There are two issues here. First, the federal district court vacated the ruling of the bankruptcy court and reviewed the matter
Second, even if the federal bankruptcy court's ruling was final and determined to have occurred first, there are serious questions, relevant to judicial economy and the principles behind res judicata, about the evidentiary record used by the federal district court.
A review of the record indicates that whereas the Texas probate trial took nearly six months to sort through all of the legal and evidentiary issues before reaching a conclusion, the federal district court was able to do so in a few days. How? Primarily by reviewing many of the depositions from the concluded Texas probate trial and also by disallowing most of the witnesses that Pierce Marshall sought to call.

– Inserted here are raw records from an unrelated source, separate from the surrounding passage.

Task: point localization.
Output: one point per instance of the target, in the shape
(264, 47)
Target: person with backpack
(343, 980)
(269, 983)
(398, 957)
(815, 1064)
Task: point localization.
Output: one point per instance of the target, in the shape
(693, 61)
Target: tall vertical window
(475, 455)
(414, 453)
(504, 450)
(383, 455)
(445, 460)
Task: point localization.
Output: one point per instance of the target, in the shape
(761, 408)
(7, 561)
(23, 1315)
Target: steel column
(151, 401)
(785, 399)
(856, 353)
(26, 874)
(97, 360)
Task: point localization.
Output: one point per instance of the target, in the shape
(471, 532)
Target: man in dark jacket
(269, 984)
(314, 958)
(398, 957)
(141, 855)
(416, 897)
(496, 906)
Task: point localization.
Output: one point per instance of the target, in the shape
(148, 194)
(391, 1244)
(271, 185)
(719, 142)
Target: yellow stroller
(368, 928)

Such an approach has the advantage of expediting matters, but it severely constrains the ability of the court to weigh all evidence necessary. Depositions are useful, but they are not an equal alternative to witnesses testifying subject to cross-examination. As a result, there are serious questions about the sufficiency of the record that the district court relied upon. And such an outcome is contrary to the benefits of res judicata — which is to allow subsequent courts the ability to rely on the findings of fact of earlier courts.
Additionally, judicial economy would dictate that the Texas probate court (as a specialty court) should be given greater deference and weight in making these determinations. In this case, the probate court took nearly six months to reach a determination. Casting aside its work will not be done lightly.
Together, judicial economy and res judicata militate against the 9th Circuit directing a brand new trial to determine the validity of the Marshall will or estate plan. Accordingly, no one should be surprised when, at the end of all the proceedings, it is the original Texas trial verdict that determines the disposition of the Marshall estate. When that occurs (as it almost certainly will), Marshall's money will go to his son — not to Smith's estate, her child Dannielynn, or Dannielynn’s father (whoever that may be).
At this point, of course, the tragic center of this saga is not Smith, but Dannielynn. One fears, at worst, that this child may be being used as leverage to support the ongoing claims of Smith's lawyers and a number of hangers-on who seek to get rich quick.
A separate trial in the Bahamas is going forward to determine who Dannielynn's biological father is. Once that is answered, will the biological father continue his efforts to secure custody after all the legal claims on the Marshall estate are extinguished?
I predict that once those claims are finally exhausted, even King Solomon himself might not have the wisdom to find a father for this baby.